Like FIRE?  If you’re going to Nago, enjoy nature, or just want to get off the radar, you may want to check out a wood-fire ceramic kiln firing in Nago. INTENSE is the only way to describe it.  The workshop is owned by an ex-Navy corpsman, Nicholas Centala, who originally built the kiln for a NPO to teach ceramics to persons with learning disabilities and to promote and carry on the ancient ceramic firing process using only wood to heat the kiln.  This kiln is 5 meters long, made of 3,200 bricks, uses 16 tons of refuse wood, and fires to 1/10th the temperature of the sun (2,280) for 4 days.  I’ve never felt heat like this! The fire reminded me of that scene in Raider’s of the Lost Ark when they opened the ark and the white angle demons got out. The pieces inside were white hot and even on a cold New Year’s Eve I had to take a few steps when they opened the fire box to stoke the kiln.

I was lucky to go during the firing, because the place was bustling with people who came to work or watch the fire.  The firings only take place 4 times a year due to the massive size of the kiln. I met good people of several nationalities, kicked back in the woods for a while, and Nicholas threw a mean barbeque for the folks that made it til the third day. There was also a large gallery space in the “chill room” and a small workshop where I got to make something of my own to put in the next firing in April.

Kiln Potter The workshop and kiln site are nestled 600 meters in the jungle of Nago on a one-acre plot not far from the Pineapple Park.  I got to see alot of nature, a few birds and lizards, and the stars at night were the brightest I’ve seen short of Hedo.  It was awesome to see this side of Okinawa and I got to get my hands dirty cutting wood and helping out around the kiln.  We had a big bon-fire for the New Year’s countdown and about a dozen people showed up to do a champagne toast.  I might not remember all the names and faces, but I’ll never forget where I was on New Year’s Day 2011!

There are occasional open house and free kiln tours.  It was a very cool spot, the owner is a nut, and he introduced me to a beach for snorkeling and a few smaller attractions I never saw in the guide books.

Directions:  Though kind of hidden away, it wasn’t too hard to find.  Take the 58 or the Interchange north into Nago and turn left on the 84 towards Pineapple Park, keep driving til you see the sign above for Motobu town and the road becomes two lanes, about 200 meters further you will see a big yellow and red sign that says “ceramics”, make a left there and drive 1,400 meters “exactly” to the next sign and make a left.  You zig zag through the jungle a bit, but as long as you stay on the path you can’t miss it.

Website:  There is also a homepage where I later found a map: www.sentorayaki.com

Phone:  Contact the workshop directly at 090-5499-4262.
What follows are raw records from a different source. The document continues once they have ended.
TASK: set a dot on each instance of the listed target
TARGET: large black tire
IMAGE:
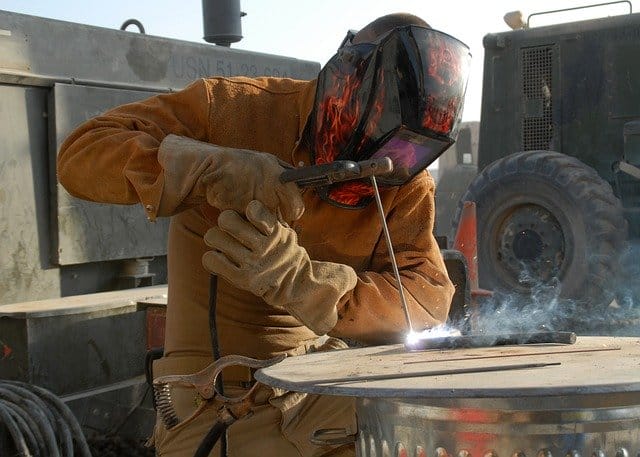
(547, 219)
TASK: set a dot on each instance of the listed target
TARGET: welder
(292, 265)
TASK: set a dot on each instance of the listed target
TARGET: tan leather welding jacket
(113, 158)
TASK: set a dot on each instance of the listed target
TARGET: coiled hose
(39, 423)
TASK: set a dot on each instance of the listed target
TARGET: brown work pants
(280, 425)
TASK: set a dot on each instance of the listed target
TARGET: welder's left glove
(261, 255)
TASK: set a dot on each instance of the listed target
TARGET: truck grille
(537, 91)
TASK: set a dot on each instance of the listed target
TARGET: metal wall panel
(37, 49)
(25, 269)
(92, 232)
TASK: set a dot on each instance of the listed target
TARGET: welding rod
(394, 264)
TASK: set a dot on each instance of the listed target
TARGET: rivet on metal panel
(622, 452)
(372, 447)
(363, 444)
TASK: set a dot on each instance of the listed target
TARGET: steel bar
(421, 374)
(520, 354)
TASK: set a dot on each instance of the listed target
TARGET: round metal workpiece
(528, 400)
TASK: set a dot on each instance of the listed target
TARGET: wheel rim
(530, 246)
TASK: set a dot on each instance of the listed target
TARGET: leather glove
(261, 255)
(227, 178)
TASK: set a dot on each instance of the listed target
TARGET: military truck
(558, 195)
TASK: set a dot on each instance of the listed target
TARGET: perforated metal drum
(513, 401)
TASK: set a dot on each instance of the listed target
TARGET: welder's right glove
(227, 178)
(261, 255)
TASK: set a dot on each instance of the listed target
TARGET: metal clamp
(332, 437)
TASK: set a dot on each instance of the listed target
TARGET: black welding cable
(44, 419)
(47, 445)
(67, 425)
(15, 431)
(26, 426)
(66, 417)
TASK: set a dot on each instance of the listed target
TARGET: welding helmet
(399, 97)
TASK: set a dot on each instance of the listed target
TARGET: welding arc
(39, 423)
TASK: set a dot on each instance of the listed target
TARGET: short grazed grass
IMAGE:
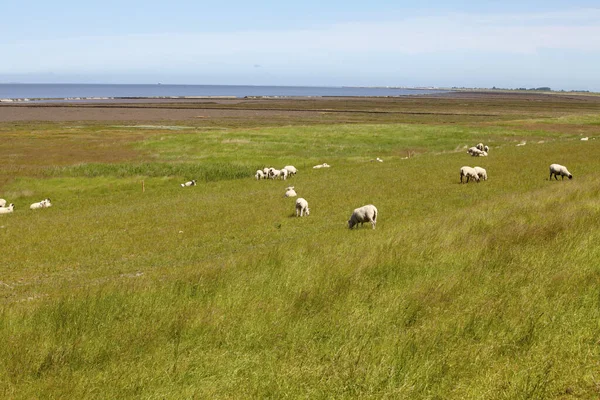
(478, 291)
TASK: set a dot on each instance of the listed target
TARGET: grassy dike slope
(480, 291)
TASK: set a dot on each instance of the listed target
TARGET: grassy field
(476, 291)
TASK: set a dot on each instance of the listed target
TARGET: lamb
(302, 207)
(290, 192)
(363, 214)
(482, 173)
(469, 172)
(274, 173)
(7, 210)
(41, 204)
(290, 169)
(557, 169)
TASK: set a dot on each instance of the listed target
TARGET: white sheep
(301, 207)
(557, 169)
(290, 192)
(274, 173)
(290, 169)
(7, 210)
(41, 204)
(469, 173)
(363, 214)
(482, 173)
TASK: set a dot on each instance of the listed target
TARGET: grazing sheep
(324, 165)
(557, 169)
(468, 172)
(301, 207)
(290, 192)
(274, 173)
(363, 214)
(41, 204)
(189, 183)
(290, 169)
(6, 210)
(482, 173)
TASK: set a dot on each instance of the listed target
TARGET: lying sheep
(290, 192)
(363, 214)
(301, 207)
(469, 173)
(41, 204)
(475, 152)
(7, 210)
(482, 173)
(290, 169)
(324, 165)
(189, 183)
(557, 169)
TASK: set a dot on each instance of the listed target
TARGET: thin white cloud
(573, 30)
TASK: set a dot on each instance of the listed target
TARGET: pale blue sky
(381, 43)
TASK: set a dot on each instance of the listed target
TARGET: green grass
(478, 291)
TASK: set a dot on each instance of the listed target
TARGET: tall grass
(473, 291)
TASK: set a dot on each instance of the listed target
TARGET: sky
(506, 44)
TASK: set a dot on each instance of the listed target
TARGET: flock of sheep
(360, 215)
(10, 208)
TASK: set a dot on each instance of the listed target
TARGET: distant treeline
(539, 89)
Hours:  The place is open most weekends and closed every tuesday but weekdays are by appointment until 10pm.

Details/Prices:  The fire viewings are free but there is also a workshop where individuals groups can make things of their own by appointment.  Groups are also welcome to barbeque up there and even camp out.  Groups can either bring their own food and drink and use the kitchen and bbq or they can request a bbq plan at an additional cost of $10 to $20 a head.  Individual cost is $40 for one kilo of clay which is a bit bigger than a softball and can make a plate 1cm thick about as big as an A4 size sheet of paper. The cost for groups starts at $20 a head and they get 500 grams of clay (about as big as a baseball) or double for $40.  There is also a hobby plan for regulars or enthusiasts, they pay $100 for a 40cmX40cm space in the kiln and clay is $2 a kilo.  All these plans are cheaper than other public kilns which use gas or electric kilns and those kilns do not have native English speakers or coffee/tea service included.  Nicholas can help the students to make just about anything.
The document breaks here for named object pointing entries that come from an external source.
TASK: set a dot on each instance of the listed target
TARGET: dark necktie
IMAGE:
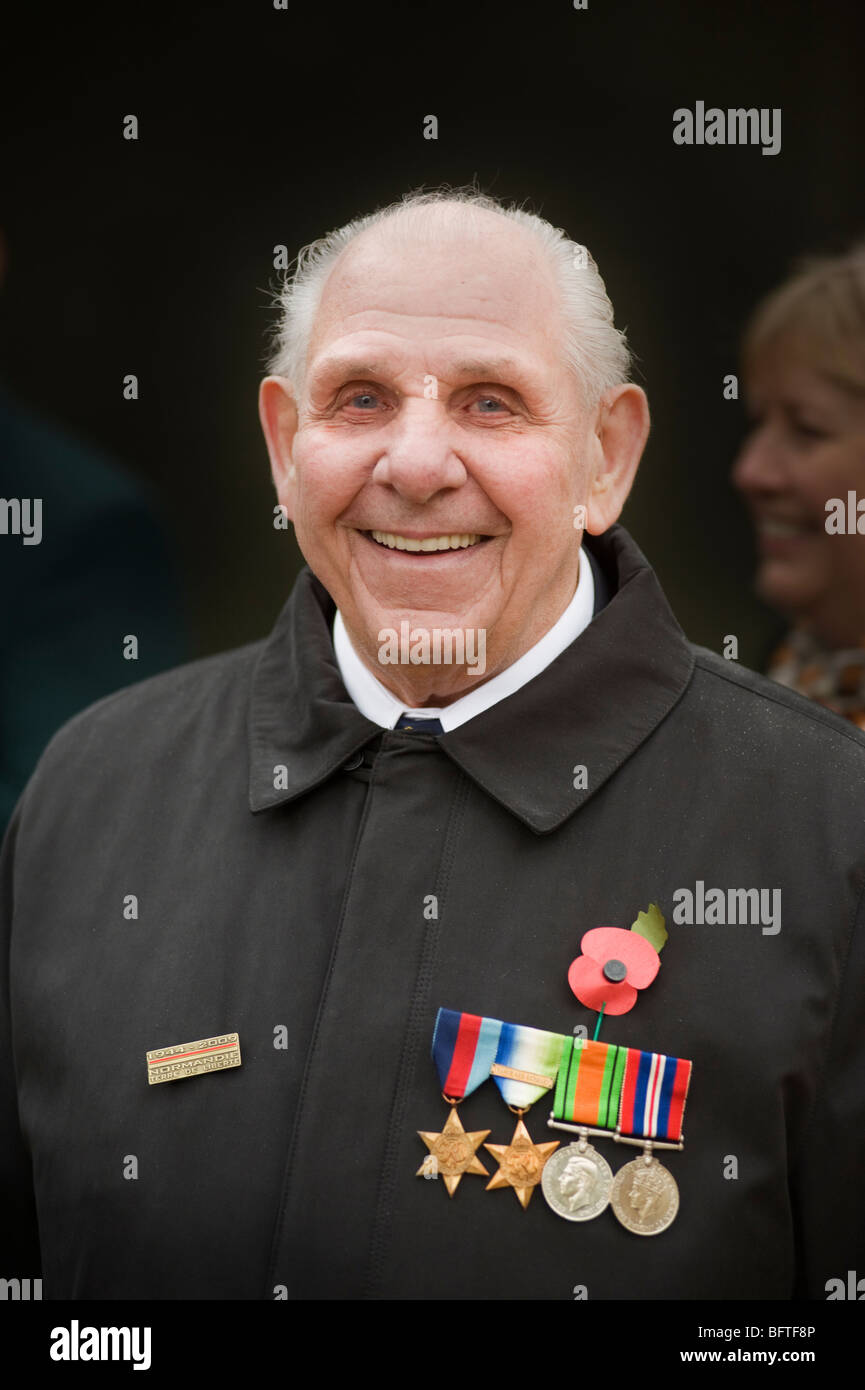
(419, 726)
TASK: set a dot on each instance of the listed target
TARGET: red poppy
(613, 965)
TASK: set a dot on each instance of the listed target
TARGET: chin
(787, 590)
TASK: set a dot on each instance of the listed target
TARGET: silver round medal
(577, 1182)
(645, 1197)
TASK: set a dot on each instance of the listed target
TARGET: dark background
(260, 127)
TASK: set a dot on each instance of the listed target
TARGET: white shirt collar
(384, 709)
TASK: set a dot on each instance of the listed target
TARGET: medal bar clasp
(645, 1144)
(583, 1130)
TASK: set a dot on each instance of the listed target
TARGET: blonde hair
(818, 314)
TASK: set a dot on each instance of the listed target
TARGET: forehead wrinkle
(479, 369)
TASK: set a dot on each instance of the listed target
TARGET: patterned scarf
(835, 679)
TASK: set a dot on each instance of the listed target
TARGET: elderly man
(320, 841)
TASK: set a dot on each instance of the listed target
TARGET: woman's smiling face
(807, 445)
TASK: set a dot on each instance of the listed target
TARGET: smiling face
(807, 446)
(435, 456)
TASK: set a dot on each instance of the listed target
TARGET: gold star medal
(520, 1162)
(452, 1153)
(463, 1050)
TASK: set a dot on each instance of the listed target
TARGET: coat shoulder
(157, 712)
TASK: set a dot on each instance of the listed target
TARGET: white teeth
(433, 542)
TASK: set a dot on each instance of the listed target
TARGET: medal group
(598, 1090)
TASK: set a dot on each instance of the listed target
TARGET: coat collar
(594, 705)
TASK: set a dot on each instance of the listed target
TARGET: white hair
(595, 350)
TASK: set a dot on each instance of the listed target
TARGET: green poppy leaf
(651, 926)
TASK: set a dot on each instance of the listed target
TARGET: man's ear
(622, 426)
(278, 416)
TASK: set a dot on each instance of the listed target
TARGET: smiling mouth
(454, 541)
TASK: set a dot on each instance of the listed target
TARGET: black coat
(294, 908)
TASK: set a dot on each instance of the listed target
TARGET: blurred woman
(804, 385)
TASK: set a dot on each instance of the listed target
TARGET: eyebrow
(480, 369)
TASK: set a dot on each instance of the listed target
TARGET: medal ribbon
(463, 1050)
(529, 1051)
(652, 1096)
(590, 1083)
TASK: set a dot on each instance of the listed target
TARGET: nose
(419, 458)
(761, 463)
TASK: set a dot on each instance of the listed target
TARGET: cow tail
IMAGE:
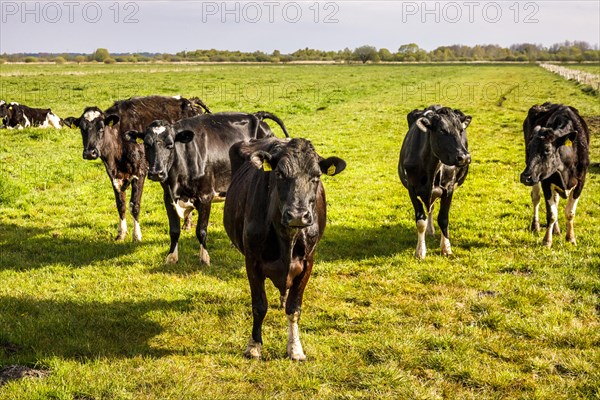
(261, 115)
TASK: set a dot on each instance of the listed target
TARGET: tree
(366, 53)
(101, 55)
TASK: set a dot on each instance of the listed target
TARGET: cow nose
(463, 159)
(297, 218)
(90, 154)
(157, 175)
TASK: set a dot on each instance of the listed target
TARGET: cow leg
(570, 216)
(259, 309)
(536, 196)
(202, 228)
(187, 221)
(421, 224)
(443, 218)
(292, 310)
(556, 227)
(121, 199)
(551, 213)
(137, 187)
(430, 228)
(174, 231)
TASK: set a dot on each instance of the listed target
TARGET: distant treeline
(524, 52)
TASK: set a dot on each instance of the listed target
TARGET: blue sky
(171, 26)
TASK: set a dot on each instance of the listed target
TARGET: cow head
(296, 169)
(543, 152)
(3, 113)
(159, 140)
(448, 136)
(93, 124)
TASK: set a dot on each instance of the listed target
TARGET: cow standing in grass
(15, 115)
(557, 144)
(191, 161)
(275, 214)
(434, 161)
(102, 133)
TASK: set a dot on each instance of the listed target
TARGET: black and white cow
(15, 115)
(434, 161)
(190, 159)
(557, 144)
(103, 137)
(275, 214)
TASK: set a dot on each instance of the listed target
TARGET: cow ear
(332, 165)
(184, 136)
(72, 122)
(261, 160)
(134, 137)
(111, 120)
(423, 123)
(466, 121)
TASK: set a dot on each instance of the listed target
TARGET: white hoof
(204, 257)
(295, 351)
(253, 350)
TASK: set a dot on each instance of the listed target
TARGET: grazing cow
(191, 161)
(103, 137)
(275, 214)
(557, 144)
(15, 115)
(434, 161)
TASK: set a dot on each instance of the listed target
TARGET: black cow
(557, 144)
(275, 214)
(191, 161)
(15, 115)
(103, 137)
(434, 160)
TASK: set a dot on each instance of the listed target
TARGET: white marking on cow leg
(553, 217)
(172, 258)
(137, 231)
(421, 248)
(535, 199)
(122, 230)
(556, 227)
(570, 215)
(294, 347)
(445, 245)
(430, 228)
(283, 298)
(253, 349)
(204, 257)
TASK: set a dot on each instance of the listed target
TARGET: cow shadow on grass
(23, 248)
(32, 328)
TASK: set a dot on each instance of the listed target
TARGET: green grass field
(504, 318)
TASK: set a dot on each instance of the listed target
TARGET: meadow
(503, 318)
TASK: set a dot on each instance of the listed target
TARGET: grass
(503, 318)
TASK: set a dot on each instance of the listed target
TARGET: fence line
(580, 76)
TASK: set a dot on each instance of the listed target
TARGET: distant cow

Kiln 3 The only downside to the wood-burner is that it can take a few months to get pieces back depending on when they were made.  The next unloading will be in late April.  Volunteers are always welcome and students are encouraged to take part in the various steps of the kiln process as well.  It is a great spot for birthday parties, ladies groups, art and culture enthusiasts, and nature photographers.  There is usually some kind of work or activity going on but its often pretty quiet compared to other places bustling with tourists.  Obedient pets and kids are not shunned, but either might require a tether if they are a safety risk.
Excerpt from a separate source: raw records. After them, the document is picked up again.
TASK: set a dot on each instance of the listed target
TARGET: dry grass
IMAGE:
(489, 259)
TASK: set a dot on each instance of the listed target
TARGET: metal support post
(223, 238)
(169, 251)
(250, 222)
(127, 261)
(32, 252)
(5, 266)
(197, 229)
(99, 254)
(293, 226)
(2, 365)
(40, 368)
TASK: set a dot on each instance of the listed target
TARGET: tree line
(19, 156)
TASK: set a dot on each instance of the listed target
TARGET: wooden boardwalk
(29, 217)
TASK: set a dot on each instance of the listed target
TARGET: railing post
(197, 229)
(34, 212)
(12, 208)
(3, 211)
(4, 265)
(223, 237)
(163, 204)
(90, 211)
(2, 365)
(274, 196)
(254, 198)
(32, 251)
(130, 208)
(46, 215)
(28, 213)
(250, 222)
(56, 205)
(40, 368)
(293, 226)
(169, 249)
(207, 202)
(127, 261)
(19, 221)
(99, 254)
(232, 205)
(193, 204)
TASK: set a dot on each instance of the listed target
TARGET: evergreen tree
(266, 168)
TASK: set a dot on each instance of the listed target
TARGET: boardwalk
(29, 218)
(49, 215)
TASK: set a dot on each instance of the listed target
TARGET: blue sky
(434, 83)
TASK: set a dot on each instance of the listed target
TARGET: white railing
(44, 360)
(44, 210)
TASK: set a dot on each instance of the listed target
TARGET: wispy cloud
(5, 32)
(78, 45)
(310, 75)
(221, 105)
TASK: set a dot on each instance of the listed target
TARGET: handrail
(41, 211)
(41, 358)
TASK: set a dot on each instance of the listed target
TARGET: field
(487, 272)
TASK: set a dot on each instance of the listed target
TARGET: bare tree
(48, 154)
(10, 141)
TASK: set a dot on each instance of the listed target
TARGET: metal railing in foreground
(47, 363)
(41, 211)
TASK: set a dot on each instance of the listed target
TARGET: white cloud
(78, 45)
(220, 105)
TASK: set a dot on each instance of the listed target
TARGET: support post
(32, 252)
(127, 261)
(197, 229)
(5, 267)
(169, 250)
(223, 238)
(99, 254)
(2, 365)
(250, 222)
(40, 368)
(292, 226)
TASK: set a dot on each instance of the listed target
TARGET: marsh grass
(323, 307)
The cherry blossoms are in bloom in February, but the kiln site and workshop are surrounded by nature year round and Spring brings different insects and birds plus the quickly growing flora.  There is also a hidden *magic banyan tree*, a few fruit trees, and cave that was used as a shelter by someone during the war.  It is a 20 minute drive to Sesoko Beach, the Aquarium, and Neo Park.